Filmi özetledikten sonra neler anladığımızı ölçelim, tartışalım. Sıkça düşündüğüm konulardan biridir aslında bu filmdeki olayların hepsi. Annem ve babam yaşlandıklarında bakıma ihtiyaçları olduğunda onlara elbette bakacağım, diyorum şuan. Şartlar ne olursa olsun onların yanında olmalıyım. Eğer huzurevinde daha rahat edecekse ve kendi rızası varsa bu yolda denenebilir ama en son çare bu olmalı. Huzurevinin kötülüğünden demiyorum bunu. Ailesi arken neden orada kalsın ki? Annemi istemeyen bir eşi, açıkçası bende istemem. Bu durum eşimin annesi içinde geçerli olmalı. Tamam, evlendiğim kişiyle yeni bir hayata başlıyor oluyorum fakat o hayatta annem ve babama da yer vardır. Filmde taş plaklardan çıkan o içli sesler bir çınar için çok hoş olmuş. Şarkıda geçtiği gibi “Ömrüm seni sevmekle nihayet bulacaktı” ne anlamlı bir sözdür. Şimdiki popüler şarkılarla kesinlikle kıyaslanacak kadar alçalacak şarkılardan değillerdir. Gramofon devrinin insanları yavaş yavaş tükeniyor… Elektronik aletlerden kolayca şarkı dinlemek varken elbette gramofon kullanın demek saçmalık olur. Modernleşmekteyiz gittikçe. Ama eski tadı, tuzu kalmıyor ki? Eskiler anlatır: Bir plaktaki şarkı bıkmadan, sıkılmadan defalarca çalınırdı. Ve özenle saklanırdı. O zamanlar şarkıya, şarkıcıya kıymet verilirdi.
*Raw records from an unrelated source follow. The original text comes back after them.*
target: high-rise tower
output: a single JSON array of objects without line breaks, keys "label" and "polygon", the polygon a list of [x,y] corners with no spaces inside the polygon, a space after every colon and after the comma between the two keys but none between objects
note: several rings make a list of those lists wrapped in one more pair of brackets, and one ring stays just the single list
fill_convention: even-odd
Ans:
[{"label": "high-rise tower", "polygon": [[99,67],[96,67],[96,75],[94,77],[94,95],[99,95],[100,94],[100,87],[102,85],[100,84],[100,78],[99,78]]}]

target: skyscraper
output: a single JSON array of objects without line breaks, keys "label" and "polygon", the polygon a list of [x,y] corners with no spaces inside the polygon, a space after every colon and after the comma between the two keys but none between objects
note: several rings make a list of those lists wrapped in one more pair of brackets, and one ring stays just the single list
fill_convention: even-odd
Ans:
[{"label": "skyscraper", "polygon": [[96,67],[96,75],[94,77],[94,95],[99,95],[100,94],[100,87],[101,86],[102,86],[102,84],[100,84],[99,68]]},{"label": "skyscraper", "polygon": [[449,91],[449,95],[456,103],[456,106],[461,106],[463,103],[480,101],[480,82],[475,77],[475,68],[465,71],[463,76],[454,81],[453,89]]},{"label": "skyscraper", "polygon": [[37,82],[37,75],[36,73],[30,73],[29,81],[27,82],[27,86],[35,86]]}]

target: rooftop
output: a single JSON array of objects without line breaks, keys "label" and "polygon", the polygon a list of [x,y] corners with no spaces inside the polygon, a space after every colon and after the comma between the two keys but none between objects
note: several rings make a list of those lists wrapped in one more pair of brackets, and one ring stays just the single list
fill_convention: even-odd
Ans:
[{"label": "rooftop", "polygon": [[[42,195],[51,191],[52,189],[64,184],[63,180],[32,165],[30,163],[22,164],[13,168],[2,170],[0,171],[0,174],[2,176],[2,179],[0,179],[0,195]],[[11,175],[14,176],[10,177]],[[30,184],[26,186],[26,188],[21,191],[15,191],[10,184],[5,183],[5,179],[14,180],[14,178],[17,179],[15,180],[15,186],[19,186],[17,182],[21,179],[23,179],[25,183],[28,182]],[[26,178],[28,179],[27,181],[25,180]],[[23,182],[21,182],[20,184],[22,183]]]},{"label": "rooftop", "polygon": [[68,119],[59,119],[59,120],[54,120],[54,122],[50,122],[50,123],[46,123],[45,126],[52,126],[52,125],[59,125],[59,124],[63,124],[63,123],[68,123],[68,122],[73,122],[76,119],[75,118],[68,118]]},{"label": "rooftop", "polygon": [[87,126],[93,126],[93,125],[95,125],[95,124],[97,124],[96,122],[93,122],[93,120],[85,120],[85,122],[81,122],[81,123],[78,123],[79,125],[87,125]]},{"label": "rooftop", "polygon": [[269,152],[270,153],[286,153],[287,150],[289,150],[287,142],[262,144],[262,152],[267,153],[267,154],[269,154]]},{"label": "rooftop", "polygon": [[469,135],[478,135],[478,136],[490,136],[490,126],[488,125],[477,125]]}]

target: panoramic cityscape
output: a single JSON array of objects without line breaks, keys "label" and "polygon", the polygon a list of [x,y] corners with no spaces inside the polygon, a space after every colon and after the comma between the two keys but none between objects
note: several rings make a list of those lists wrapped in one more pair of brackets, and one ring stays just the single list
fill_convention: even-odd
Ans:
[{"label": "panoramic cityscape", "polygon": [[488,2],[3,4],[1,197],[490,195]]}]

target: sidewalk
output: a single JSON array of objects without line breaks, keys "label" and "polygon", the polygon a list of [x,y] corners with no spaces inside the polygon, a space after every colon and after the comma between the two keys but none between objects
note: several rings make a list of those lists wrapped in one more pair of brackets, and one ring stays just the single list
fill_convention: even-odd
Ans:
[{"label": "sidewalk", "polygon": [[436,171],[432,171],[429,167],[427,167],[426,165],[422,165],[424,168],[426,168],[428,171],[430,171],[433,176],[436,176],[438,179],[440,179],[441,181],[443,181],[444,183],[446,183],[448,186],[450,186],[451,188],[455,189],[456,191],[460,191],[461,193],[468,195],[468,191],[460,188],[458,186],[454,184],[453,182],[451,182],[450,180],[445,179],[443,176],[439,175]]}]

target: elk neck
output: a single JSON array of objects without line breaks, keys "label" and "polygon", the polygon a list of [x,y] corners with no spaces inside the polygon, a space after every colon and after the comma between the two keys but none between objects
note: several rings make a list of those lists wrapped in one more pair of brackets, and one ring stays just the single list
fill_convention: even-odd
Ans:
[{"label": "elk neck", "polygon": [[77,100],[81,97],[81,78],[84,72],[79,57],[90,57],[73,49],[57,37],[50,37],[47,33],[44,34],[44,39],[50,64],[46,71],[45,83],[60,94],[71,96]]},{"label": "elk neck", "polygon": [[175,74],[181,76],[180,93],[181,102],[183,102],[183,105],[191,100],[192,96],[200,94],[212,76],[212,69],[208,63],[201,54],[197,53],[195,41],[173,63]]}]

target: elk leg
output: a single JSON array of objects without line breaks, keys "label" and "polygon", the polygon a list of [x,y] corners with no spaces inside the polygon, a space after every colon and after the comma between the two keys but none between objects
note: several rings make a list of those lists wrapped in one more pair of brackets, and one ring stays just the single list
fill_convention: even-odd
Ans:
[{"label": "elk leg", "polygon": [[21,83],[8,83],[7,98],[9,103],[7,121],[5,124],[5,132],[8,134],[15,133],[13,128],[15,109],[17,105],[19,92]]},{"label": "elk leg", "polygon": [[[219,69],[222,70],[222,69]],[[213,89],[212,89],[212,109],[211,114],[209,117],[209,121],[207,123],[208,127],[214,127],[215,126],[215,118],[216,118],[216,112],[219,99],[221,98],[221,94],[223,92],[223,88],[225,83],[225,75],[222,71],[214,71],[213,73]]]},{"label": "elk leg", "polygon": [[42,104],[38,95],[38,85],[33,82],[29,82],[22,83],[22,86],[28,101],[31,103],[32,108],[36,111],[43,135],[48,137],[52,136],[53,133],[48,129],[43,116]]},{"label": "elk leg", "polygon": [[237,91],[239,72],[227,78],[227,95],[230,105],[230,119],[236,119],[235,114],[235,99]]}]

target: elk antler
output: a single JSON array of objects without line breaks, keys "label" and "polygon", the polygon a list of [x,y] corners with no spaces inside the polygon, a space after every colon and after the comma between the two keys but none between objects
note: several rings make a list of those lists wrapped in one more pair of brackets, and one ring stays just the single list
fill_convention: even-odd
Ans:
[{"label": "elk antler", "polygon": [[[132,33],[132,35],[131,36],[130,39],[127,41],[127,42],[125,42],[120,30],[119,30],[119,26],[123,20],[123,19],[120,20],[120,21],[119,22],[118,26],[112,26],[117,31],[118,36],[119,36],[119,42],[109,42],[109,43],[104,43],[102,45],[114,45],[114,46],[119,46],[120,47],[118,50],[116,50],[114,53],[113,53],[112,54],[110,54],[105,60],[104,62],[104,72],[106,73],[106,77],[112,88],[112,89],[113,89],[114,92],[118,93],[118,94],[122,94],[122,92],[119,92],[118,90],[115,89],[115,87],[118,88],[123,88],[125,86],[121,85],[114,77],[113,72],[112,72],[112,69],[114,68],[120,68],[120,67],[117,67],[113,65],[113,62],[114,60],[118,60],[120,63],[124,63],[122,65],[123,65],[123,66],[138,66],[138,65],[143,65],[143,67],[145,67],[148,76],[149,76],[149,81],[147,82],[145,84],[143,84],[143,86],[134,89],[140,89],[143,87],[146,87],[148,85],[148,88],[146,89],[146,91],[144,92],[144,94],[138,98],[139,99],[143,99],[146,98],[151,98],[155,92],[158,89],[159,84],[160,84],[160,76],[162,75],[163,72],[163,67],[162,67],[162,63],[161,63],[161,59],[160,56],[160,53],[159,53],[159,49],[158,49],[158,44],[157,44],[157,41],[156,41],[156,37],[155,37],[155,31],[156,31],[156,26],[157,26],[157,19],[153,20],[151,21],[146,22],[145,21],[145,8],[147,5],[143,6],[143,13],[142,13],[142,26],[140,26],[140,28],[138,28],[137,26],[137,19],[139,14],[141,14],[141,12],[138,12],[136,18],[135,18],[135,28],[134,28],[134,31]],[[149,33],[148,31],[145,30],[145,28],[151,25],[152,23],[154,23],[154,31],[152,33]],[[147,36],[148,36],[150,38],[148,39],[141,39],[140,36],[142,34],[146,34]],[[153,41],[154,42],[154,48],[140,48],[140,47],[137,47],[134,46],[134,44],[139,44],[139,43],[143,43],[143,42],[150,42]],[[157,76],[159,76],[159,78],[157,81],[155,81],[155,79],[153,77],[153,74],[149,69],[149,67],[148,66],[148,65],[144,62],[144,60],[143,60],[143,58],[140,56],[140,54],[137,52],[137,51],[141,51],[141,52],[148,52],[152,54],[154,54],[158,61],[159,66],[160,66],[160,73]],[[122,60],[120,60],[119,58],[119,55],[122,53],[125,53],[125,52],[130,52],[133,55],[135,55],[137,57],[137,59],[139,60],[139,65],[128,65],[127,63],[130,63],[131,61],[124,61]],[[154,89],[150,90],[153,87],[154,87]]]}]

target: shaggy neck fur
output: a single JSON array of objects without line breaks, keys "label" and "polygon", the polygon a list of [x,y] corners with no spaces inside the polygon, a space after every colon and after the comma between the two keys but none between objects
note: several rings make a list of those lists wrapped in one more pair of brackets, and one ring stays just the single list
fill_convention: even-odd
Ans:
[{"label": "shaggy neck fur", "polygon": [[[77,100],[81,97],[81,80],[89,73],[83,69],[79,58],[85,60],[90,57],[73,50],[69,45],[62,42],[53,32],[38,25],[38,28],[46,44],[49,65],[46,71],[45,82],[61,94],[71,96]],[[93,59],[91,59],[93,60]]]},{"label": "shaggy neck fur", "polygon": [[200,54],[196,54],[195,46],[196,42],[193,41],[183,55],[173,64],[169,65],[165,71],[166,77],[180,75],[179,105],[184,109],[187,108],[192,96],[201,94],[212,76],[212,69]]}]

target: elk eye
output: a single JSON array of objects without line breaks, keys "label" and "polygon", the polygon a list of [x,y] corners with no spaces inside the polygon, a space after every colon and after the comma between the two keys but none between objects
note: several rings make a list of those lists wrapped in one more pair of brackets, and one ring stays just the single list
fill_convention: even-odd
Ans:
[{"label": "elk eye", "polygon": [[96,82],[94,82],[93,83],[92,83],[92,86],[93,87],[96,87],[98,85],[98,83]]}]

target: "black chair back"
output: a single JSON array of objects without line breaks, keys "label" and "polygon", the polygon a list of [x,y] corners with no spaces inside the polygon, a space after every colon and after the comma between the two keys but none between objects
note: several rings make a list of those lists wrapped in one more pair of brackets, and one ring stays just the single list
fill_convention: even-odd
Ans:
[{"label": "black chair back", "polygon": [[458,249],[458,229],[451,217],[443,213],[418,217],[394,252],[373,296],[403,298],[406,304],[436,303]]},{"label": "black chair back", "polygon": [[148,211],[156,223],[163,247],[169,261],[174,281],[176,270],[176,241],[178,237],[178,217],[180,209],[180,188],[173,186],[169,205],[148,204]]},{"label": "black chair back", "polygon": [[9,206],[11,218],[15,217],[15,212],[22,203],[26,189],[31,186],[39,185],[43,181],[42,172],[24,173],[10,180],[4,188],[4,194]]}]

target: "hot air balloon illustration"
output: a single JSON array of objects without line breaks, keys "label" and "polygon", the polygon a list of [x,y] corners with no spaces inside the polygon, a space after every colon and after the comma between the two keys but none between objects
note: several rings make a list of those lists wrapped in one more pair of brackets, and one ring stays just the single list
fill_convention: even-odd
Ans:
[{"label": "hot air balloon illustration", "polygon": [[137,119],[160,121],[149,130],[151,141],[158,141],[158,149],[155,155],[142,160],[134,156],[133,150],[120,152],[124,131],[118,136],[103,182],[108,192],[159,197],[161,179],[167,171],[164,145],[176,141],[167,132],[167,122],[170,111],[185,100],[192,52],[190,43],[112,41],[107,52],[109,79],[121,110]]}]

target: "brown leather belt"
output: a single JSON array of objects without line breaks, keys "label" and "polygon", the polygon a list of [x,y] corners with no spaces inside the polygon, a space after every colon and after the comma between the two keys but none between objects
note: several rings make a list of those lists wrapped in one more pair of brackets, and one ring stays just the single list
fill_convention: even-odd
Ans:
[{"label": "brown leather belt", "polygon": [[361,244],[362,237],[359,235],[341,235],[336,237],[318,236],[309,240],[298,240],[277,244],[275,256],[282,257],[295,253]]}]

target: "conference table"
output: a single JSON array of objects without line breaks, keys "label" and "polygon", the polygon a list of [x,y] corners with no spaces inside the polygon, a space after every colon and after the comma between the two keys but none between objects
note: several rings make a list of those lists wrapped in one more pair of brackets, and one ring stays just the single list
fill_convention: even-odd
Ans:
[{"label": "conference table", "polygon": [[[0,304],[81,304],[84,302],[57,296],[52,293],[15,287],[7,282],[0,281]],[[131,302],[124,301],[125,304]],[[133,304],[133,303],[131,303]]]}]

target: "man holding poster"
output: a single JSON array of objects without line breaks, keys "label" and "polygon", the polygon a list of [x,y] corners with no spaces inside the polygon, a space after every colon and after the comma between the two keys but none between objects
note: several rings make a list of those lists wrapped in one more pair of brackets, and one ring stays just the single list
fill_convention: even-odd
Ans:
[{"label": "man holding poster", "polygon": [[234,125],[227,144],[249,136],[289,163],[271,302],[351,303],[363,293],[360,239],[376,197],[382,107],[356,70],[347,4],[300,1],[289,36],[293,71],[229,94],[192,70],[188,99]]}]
Şöyle kendi aileme bakıyorum da… Baba tarafında yaşayan çınar kalmamış. Anne tarafındaki çınarları da gören torun torba sahibi olur. Kardeşler arasında ki bağda çok önemlidir. Biz üç kardeş olarak en çok annemizi severiz. He annemize bakarız, babamızı atarız durumu yok tabi ki. Büyüdükçe birbirimize soğuyacak mıyız yoksa daha da mı kenetleneceğiz ben çok merak ediyorum. Şimdiden başladı ayrılılar. Önce üniversite için ayrı şehirlere gidiyoruz, sonra yurtdışı tecrübesi belki de. Belki de yurt dışına yerleşecekler. Ya da daha basit olarak, başka şehirlerde yaşayacağız. Alışmak sorun olmayacaktır eminim ama bu alışkanlığın sonucunda birbirimize yabancı olma ihtimalimizi düşündükçe iyi şeyler düşünemiyorum. Her zaman istediğimiz gibi olmayacak hayatımız. Umarım en iyisi hangi seçimse, ondan yana oluruz. Babama pek söyleyemiyorum da anneme çok derim, sizi seviyorum.